Il momento più critico è l’accensione a freddo. In questa fase la combustione è incompleta e inefficiente, sprigionando picchi di inquinanti pericolosi: particolato sottile (Pm) e idrocarburi policiclici aromatici (Ipa), che saturano l’aria sotto forma di fumi e gas
Èun dato che non passerà inosservato e che è inevitabilmente destinato a innescare accese polemiche tra i difensori della tradizione gastronomica e i sostenitori della transizione ecologica. Il rito della pizza cotta nel forno a legna, pilastro del Made in Italy, finisce infatti sotto la lente d’ingrandimento della scienza con risultati che mettono in discussione la sostenibilità di una delle icone del nostro Paese.

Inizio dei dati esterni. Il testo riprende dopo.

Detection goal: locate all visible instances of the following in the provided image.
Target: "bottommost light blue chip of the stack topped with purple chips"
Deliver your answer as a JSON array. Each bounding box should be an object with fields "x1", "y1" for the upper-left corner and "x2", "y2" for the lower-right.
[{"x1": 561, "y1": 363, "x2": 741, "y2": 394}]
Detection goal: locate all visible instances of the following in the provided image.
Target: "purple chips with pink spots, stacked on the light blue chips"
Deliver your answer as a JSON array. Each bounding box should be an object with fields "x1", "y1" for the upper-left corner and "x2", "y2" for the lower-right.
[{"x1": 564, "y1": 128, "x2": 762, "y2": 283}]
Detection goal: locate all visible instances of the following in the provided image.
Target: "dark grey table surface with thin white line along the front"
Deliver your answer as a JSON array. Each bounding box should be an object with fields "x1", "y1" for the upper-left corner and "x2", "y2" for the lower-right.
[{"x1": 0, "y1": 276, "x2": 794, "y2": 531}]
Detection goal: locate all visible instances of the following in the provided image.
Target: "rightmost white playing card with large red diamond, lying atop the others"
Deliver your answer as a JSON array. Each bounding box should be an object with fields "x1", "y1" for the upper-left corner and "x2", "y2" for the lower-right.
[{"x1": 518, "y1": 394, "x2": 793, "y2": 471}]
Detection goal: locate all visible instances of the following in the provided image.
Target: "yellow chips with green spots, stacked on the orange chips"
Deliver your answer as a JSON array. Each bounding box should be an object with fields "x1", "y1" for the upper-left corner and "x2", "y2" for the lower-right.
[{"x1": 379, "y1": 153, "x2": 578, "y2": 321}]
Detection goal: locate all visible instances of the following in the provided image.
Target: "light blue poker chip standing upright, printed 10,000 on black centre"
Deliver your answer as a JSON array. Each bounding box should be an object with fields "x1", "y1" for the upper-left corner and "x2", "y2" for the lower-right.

Uno studio condotto dall’Enea in collaborazione con Innovhub-SSI e l’Università degli Studi di Milano, ha misurato per la prima volta l’impronta ecologica di queste strutture, rivelando dati che accendono un campanello d'allarme sulla qualità dell’aria urbana.
Se fino ad oggi camini e stufe a pellet erano stati regolamentati con severità, i forni delle pizzerie erano rimasti in una sorta di zona grigia normativa. Eppure, le proiezioni economiche parlano chiaro: il mercato mondiale della pizza è in espansione verticale e potrebbe raggiungere un valore di ben 500 miliardi di dollari entro il 2032, con un tasso di crescita annuo del 5,3% fino al 2030. In questo scenario, l’impatto della combustione della biomassa non può più essere ignorato. La ricerca, finanziata dal Ministero dell’Ambiente e pubblicata sulla prestigiosa rivista Environmental Pollution, ha analizzato ogni singola fase di vita del forno utilizzando legna di faggio, che garantisce temperature d'esercizio tra i 400°C e i 500°C.